Learn The BasicsThymidine kinase 2 deficiency (TK2d) is an ultra-rare genetic disease that can be challenging to diagnose.
There are several tests doctors may perform to reach a diagnosis, including a physical examination and a complete medical history of the patient, blood tests, an electromyography, a muscle biopsy, brain imaging tests and genetic tests.
Physical examination and medical history
TK2d diagnosis often starts with conducting a physical examination and gathering all known medical history of the patient.
The doctor will examine the patient and look for signs and symptoms of the disease, which often include low muscle tone and muscle weakness.
Babies affected by the disease may have feeding difficulties or trouble breathing. Children may show signs of developmental delays, learning difficulties, hearing loss and epilepsy.
Muscle weakness may also affect the facial muscles and lead to facial paralysis, droopy eyelids and difficulty moving the eyes.
Most common in patients with late-onset disease, which occurs when symptoms appear after age 12, weakness in the shoulder muscles can cause the shoulder blade to stick out, also known as scapular winging.
Blood tests
A doctor may also suggest a blood test to check the levels of creatine kinase (CK).
CK is an enzyme found in the skeletal muscles, heart muscle and brain. If muscles are damaged, it can leak into the bloodstream and be detected by a blood test.
The levels of CK are elevated in patients with TK2d. However, CK levels are not specific to this disease, and other conditions can also cause CK levels to be elevated.
Electromyography
An electromyography allows doctors to see how TK2d has affected the muscles.
In this test, doctors record the muscle’s responses to an electric stimulation. One or more electrodes are inserted into the muscle to record its electrical activity, which is displayed on a monitor in the form of waves.
An electromyography can also pick up the myopathic changes that occur in the muscles of patients with TK2d.
Muscle biopsy
A muscle biopsy can further help identify changes that occur in the muscle tissue due to TK2d. It involves the removal of a small portion of muscle tissue, which is then stained and viewed under a microscope.
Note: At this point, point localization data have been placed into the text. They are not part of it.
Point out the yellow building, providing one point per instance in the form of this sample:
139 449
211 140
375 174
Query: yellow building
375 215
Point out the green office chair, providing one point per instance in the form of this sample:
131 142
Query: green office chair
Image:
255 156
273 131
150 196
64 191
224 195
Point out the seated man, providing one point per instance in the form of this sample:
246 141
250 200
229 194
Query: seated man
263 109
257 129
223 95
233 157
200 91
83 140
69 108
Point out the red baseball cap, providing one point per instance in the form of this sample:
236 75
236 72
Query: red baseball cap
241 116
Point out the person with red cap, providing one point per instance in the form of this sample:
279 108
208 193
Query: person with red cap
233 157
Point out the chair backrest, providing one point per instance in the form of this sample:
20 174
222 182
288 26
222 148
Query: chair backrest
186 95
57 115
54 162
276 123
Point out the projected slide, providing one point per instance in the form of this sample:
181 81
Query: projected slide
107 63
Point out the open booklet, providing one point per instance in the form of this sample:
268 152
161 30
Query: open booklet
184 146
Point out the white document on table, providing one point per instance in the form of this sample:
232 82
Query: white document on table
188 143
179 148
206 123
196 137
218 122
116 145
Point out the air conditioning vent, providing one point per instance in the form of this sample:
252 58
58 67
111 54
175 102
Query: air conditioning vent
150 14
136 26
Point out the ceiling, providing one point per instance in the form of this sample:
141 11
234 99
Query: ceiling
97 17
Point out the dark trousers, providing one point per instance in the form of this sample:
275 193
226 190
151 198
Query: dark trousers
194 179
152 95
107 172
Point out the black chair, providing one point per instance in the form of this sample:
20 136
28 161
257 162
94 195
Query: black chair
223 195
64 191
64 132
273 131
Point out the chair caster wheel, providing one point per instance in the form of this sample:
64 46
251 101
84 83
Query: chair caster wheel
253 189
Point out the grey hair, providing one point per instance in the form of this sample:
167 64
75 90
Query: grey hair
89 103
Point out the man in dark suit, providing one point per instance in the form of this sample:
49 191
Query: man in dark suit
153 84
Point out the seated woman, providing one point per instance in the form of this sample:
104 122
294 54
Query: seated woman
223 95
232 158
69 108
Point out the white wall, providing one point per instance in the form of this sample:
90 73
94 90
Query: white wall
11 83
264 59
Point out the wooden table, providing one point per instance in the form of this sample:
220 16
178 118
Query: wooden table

Muscle biopsies from a patient with TK2d typically show abnormalities in the mitochondria and contain abundant ragged-red fibers.
Brain imaging tests
Brain imaging tests, like a computed tomography (CT) scan or a magnetic resonance imaging (MRI), may help visualize the changes that occur in the brain due to TK2d.
Genetic testing
Genetic testing for variants of the TK2 gene can confirm a diagnosis of TK2d.
Here, a small blood sample is taken to isolate DNA from it.
There are over 30 mutations in the TK2 gene that are known to be associated with TK2d. The identification of any one of these genes can confirm a diagnosis of the disease.